Vídeo: Fútbol y revolución en Brasil

30 de Junio de 2013

La historia enseña que las grandes revoluciones estallan por pequeños detalles. No se sabe qué depararán las protestas de Brasil, pero sí que comenzaron por una subida de 20 céntimos del billete de autobús. El mundo se enteró por el fútbol. La Copa Confederaciones proyectó el malestar social.

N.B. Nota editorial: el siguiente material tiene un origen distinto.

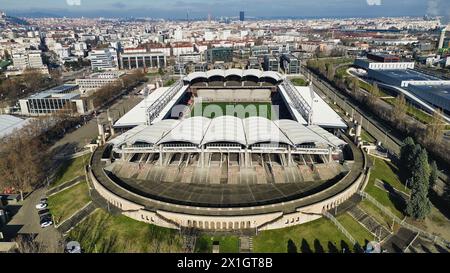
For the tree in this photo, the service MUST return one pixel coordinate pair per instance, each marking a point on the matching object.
(419, 205)
(355, 87)
(406, 151)
(7, 56)
(434, 128)
(22, 160)
(433, 174)
(398, 112)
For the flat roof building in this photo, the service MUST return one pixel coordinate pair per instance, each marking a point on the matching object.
(103, 59)
(98, 80)
(136, 60)
(219, 54)
(271, 63)
(290, 64)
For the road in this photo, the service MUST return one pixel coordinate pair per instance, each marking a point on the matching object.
(76, 140)
(377, 128)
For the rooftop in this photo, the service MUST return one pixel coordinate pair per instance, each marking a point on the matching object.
(10, 123)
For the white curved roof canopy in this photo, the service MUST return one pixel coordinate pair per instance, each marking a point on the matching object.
(234, 72)
(252, 72)
(215, 72)
(154, 133)
(225, 129)
(190, 130)
(196, 75)
(327, 135)
(261, 130)
(271, 74)
(298, 134)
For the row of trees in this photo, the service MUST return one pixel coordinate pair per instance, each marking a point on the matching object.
(108, 92)
(429, 135)
(420, 174)
(32, 80)
(24, 155)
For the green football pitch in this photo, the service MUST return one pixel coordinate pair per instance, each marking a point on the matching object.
(239, 109)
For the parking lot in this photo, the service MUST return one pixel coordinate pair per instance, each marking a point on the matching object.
(26, 221)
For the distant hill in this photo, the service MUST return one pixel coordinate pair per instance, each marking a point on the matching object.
(15, 20)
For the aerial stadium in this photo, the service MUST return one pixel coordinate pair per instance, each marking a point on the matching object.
(228, 150)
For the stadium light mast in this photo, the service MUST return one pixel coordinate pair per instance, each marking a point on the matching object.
(313, 95)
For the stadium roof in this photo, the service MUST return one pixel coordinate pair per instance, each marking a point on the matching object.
(323, 114)
(10, 123)
(407, 75)
(298, 133)
(152, 134)
(190, 130)
(228, 129)
(261, 130)
(225, 129)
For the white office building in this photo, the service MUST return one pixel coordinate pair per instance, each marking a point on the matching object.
(98, 80)
(103, 59)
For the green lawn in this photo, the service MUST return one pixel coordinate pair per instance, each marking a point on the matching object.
(71, 169)
(227, 244)
(241, 109)
(4, 63)
(341, 72)
(377, 214)
(386, 172)
(365, 136)
(416, 113)
(299, 82)
(316, 236)
(105, 233)
(169, 83)
(62, 205)
(360, 233)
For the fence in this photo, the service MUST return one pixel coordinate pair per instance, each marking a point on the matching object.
(379, 134)
(340, 227)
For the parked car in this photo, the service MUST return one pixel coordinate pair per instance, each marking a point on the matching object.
(46, 222)
(41, 206)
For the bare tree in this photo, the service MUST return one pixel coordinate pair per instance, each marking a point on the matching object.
(398, 112)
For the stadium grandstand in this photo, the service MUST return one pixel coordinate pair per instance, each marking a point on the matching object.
(228, 167)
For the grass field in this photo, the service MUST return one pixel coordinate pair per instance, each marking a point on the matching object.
(386, 172)
(361, 234)
(62, 205)
(105, 233)
(365, 136)
(316, 236)
(241, 109)
(227, 244)
(71, 169)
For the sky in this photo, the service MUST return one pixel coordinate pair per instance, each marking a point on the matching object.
(177, 9)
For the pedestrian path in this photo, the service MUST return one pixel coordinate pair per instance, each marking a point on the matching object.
(245, 244)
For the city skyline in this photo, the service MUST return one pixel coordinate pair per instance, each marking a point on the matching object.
(253, 8)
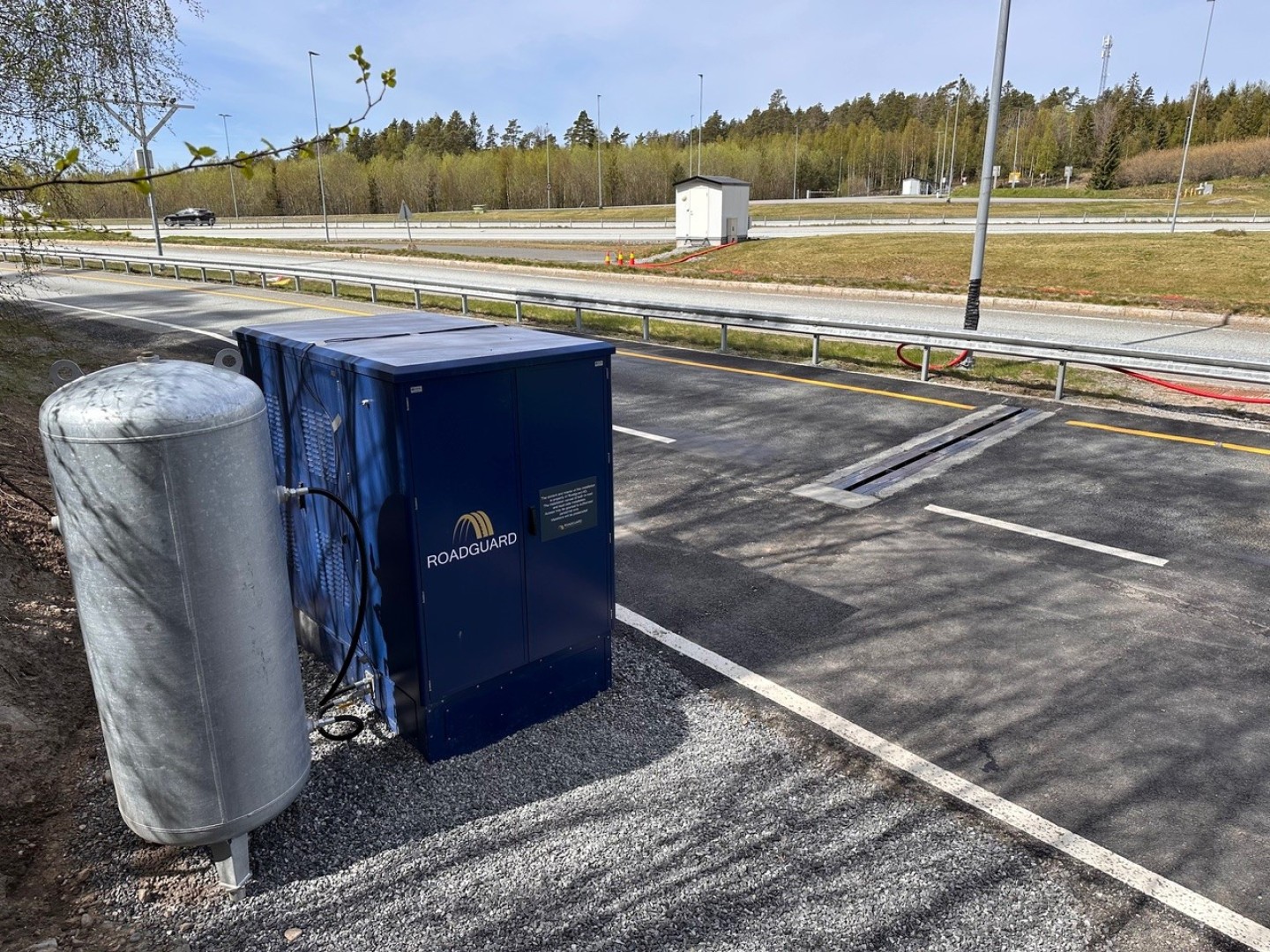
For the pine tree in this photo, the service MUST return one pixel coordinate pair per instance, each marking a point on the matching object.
(1108, 164)
(582, 132)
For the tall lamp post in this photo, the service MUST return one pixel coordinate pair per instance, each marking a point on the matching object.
(1191, 124)
(796, 163)
(990, 152)
(225, 120)
(957, 115)
(701, 118)
(322, 183)
(600, 167)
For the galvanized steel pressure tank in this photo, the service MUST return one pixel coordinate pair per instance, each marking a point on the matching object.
(169, 510)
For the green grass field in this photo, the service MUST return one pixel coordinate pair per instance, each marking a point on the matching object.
(1224, 271)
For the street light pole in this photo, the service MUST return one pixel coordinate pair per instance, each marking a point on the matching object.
(796, 163)
(225, 120)
(549, 165)
(990, 152)
(1191, 124)
(957, 115)
(322, 184)
(701, 118)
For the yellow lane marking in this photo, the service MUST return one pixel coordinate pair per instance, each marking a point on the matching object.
(796, 380)
(1169, 437)
(221, 294)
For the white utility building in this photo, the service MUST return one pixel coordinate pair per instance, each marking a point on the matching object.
(917, 187)
(710, 210)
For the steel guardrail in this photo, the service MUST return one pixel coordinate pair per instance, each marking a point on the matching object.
(1062, 353)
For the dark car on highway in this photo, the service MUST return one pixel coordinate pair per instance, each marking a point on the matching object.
(190, 216)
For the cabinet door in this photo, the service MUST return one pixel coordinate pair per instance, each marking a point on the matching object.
(469, 528)
(566, 479)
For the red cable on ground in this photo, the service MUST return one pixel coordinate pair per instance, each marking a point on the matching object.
(686, 258)
(1192, 391)
(950, 365)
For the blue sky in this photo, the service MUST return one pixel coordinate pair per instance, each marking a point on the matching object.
(546, 60)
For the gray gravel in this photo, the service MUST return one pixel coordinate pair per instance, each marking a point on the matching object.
(661, 815)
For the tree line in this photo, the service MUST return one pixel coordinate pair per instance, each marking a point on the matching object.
(863, 146)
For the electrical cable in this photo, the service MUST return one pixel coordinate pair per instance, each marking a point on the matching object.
(1136, 375)
(949, 366)
(363, 596)
(686, 258)
(1192, 391)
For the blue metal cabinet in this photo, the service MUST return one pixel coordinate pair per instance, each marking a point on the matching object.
(479, 460)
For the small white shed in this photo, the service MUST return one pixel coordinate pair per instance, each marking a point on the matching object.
(710, 210)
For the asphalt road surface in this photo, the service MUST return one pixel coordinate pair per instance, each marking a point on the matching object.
(639, 231)
(1071, 617)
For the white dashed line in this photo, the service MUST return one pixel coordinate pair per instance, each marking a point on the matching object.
(1050, 536)
(143, 320)
(1138, 877)
(641, 435)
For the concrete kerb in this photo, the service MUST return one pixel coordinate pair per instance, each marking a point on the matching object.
(1074, 309)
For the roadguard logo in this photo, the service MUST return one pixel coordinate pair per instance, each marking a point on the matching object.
(474, 534)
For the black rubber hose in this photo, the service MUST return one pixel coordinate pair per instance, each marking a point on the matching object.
(363, 597)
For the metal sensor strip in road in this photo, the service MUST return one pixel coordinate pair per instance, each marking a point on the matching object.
(920, 458)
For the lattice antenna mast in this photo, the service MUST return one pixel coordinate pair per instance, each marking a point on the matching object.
(1106, 63)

Los abucheos a la presidenta Dilma Rousseff en el partido inaugural dieron la vuelta al mundo. Algo estaba pasando en Brasil, donde el fútbol es religión. La presidenta dijo haber entendido el mensaje y retiró el tarifazo. Pero la calle no se calmó. La calle no había ganado el partido, sólo había sido un primer gol en sus demandas sociales. Y quería más. Lo dejararon claro las más de un millón de personas que se manifestaron mientras España apabullaba a Tahití.  Hartos de la corrupción política y de una sanidad y educación deficientes, exigían cambios profundos. De nuevo Dilma Rousseff les escuchó. Resultado: rechazo del proyecto de Ley de Impunidad, con el que se pretendía limitar a la fiscalía a la hora de investigar casos de corrupción. La calle marcaba un segundo tanto, pero siguió atacando. Un amago de reforma política mediante un proceso constiyuyente y la promesa de un referéndum fueron los siguientes movimientos de la presidenta brasileña. Pero la calle castigó a Rousseff en las encuestas mientras celebraba el agónico pase a la final de su selección ante Uruguay. En apenas tres semanas la presidenta ha perdido 30 puntos de popularidad, como ningún otro presidente del país. El balón de las protestas quizá se pare con la gran final de esta noche, pero el Gobierno sabe que en 2014 acoge el mundial de fútbol y en 2016 los Juegos Olímpicos.